BecauseImWorthIt · 19/09/2007 22:34

But how can we teach them about WW2 (which is a key GCSE subject) if we don't also educate them about what went on in places like Auschwitz?

I really, really don't understand why you think 14 or 15 year olds should be protected from this.

southeatsastras · 19/09/2007 22:34

sorry lisalisa, but i do think that it's a terrible place, why preserve it.

it should be left alone

gibberish · 19/09/2007 22:34

There are glass cabinets, from one side of a room to the other side - very long, containing thousands and thousands of shoes. Men's shoes, women's shoes, hundreds of children's and babies' shoes. There is another HUGE cabinet crammed from bottom to top with human hair... is that really something our children have to actually see to understand what happened in the holocaust? I am actually crying typing that because it was so horrific.

TotalChaos · 19/09/2007 22:35

I was a bit taken aback by the razed to the ground comment as well LisaLisa. One of the most thoughtprovoking things on the subject of the Holocaust I have seen on video wasn't in the least bit explicit - it was video footage from the spielberg archive of the Warsaw Jewish community in 1939 - and then thinking of just what would most likely have happened to the children on the film

TiramisuTartsandPiesInOrbit · 19/09/2007 22:36

Maybe especially because it is so harrowing?

BecauseImWorthIt · 19/09/2007 22:37

Yes - harrowing. But why shouldn't our children see that? Why shouldn't they feel that?

If they don't, there is a real danger that they won't see just how unjust, how cruel, how dangerous the whole Nazi regime was.

VeniVidiVickiQV · 19/09/2007 22:37

It's a sad state of affairs if folk dont read properly on an internet forum.

Makes it farking difficult to have a sensible conversation.

As demonstrated by folk accusing cod of being a holocaust denier

gibberish · 19/09/2007 22:38

Because they are not able to deal with it. They are still children.

southeatsastras · 19/09/2007 22:38

the grass should be allowed to grow back to that horrible place.

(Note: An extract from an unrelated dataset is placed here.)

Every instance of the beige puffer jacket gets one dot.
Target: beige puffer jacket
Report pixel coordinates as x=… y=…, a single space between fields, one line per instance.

BecauseImWorthIt · 19/09/2007 22:38

Sorry - I should put some perspective on my views. I'm not talking about children. But by 14 or 15, when they're studying the subject, I think they are old enough to be exposed to the less savoury (and more human) aspects of the war.

Marina · 19/09/2007 22:39

But in a hundred years' time, when no-one who survived the Holocaust, or who fought to liberate Europe, is alive, or their children, the impact of this horrific event will be inevitably diminished. I think a permanent memorial of the magnitude of the Auschwitz site has to be kept, so that future, disconnected generations can have an inkling of what went on.
I am not sure I'd want a child of mine going on a teen school trip to Auschwitz though. For the same sorts of reasons alluded to by dino and others - not that they might not be too traumatised by it, but that they might not take it seriously enough.